Insurance coverage of colonoscopies to screen for colorectal cancer is a frequent source of frustration for consumers, including a reader who asks about his situation. In addition to his query, this week I additionally address questions about Medicare premiums and delays in determining Medicaid eligibility.
Q: When I had a screening colonoscopy in 2021, the doctor removed a polyp and told me to return for an additional colonoscopy in three years. I paid nothing for that 2021 test because it was a preventive screening. After i scheduled my appointment for this year, the company said the process was diagnostic because of that earlier polyp removal. Doesn't what the law states protect individuals these situations from being charged for additional frequent but necessary screening?
Not necessarily. The Affordable Care Act greatly expanded coverage of preventive services, including requiring commercial insurers to pay for screenings for colorectal cancer without charging patients anything out-of-pocket if they are between ages 50 and 75. Generally, screening colonoscopies for individuals at average risk are recommended every 10 years by the U.S. Preventive Services Task Force. (Under the law, preventive services are covered free of charge by insurers when they meet the task force's recommendations.) There is no charge to the patient for the test, even if a benign growth called a polyp is found and removed.
Doctors may recommend more frequent “surveillance” testing, because they did for you personally, if during screening they find any polyps, which might place you at higher risk for cancer of the colon. Because the task force doesn't have a recommendation for high-risk colorectal cancer screening, insurers aren't necessary to cover it without cost sharing.
“Insurers covers the exam, but if the patient is held harmless for the copay and deductible depends on the insurer,” said Dr. J. Leonard Lichtenfeld, deputy chief medical officer in the American Cancer Society.

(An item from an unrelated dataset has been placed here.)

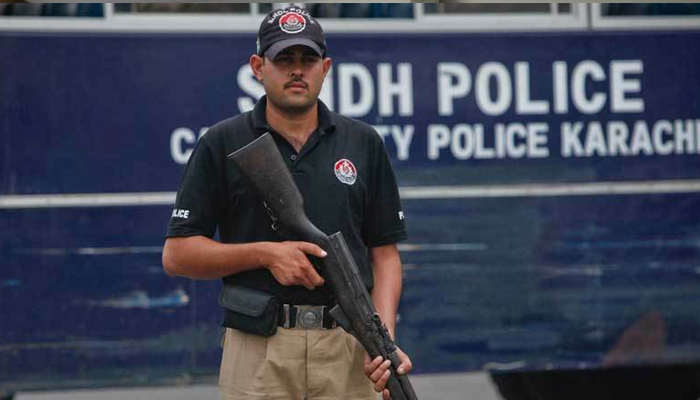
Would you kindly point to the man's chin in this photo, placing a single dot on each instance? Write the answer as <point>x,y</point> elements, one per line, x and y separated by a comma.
<point>296,106</point>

Medicare also covers screening colonoscopies without charging beneficiaries anything out-of-pocket. This program covers tests every Ten years, and each 2 yrs if a person is recognized as high-risk. There is however a catch: As opposed to private coverage, if a polyp is located throughout the test, that procedure is then considered diagnostic and patients will be susceptible to a copayment.
Q: I signed up for a plan on healthcare.gov last fall in Virginia after I lost my employer coverage and found that my 16-year-old daughter might be eligible for Medicaid. Two months have passed, and that we still do not have a solution. I understand that her coverage is going to be retroactive to the date we applied, on the other hand, I have to pay any medical bills. The state says it has 45 days to consider, but we're past that. So what can I actually do?
Even although the authorities allows states 45 days to act on a Medicaid application, a couple weeks is typical and “at this time it's well past the acceptable range of time for getting an eligibility determination,” said Tricia Brooks, a senior fellow at Georgetown University's Center for Children and Families.
If you have not done this already, confirm that the Virginia Medicaid program has gotten the application and find out specifically what they desire of your stuff to do something onto it. If you're racking up medical bills, let Medicaid officials know that your funds is critical and consider asking your daughter's providers to contact them too, Brooks said.
In many states, including Virginia, local legal-aid societies, community health centers along with other groups are on hand to assist sort out application glitches although the open enrollment period has ended. Browse the Get Covered Connector for links to assisters in your town.
Q: I’m a federal government retiree receiving a small Social Security payment. I'm trying to figure out why I'm paying $134 every month let's focus on my Medicare Part B premium instead of $109. I signed up at age 65, and it's deducted from my Social Security check. From what I've read, if you're having premiums deducted from Social Security, you generally pay $109. Why shall we be held paying more?
The standard monthly premium for Medicare Medicare part b, which provides coverage for many outpatient services and physician visits, is $134 in 2021, unchanged from this past year. Recently, many Medicare beneficiaries happen to be resistant to Part B premium increases because by law they ought to be “held harmless” if the premium increases are bigger than their Social Security benefit increases, which have generally been flat.
This year, for most people those circumstances have changed. Due to a 2 percent cost-of-living adjustment to Social Security benefits, 42 percent of Medicare part b enrollees are actually subject to the entire $134 Medicare Part B premium, according to the Centers for Medicare and Medicaid Services.
From your description it sounds as if you are one people, said David Lipschutz, senior policy attorney in the center for Medicare Advocacy.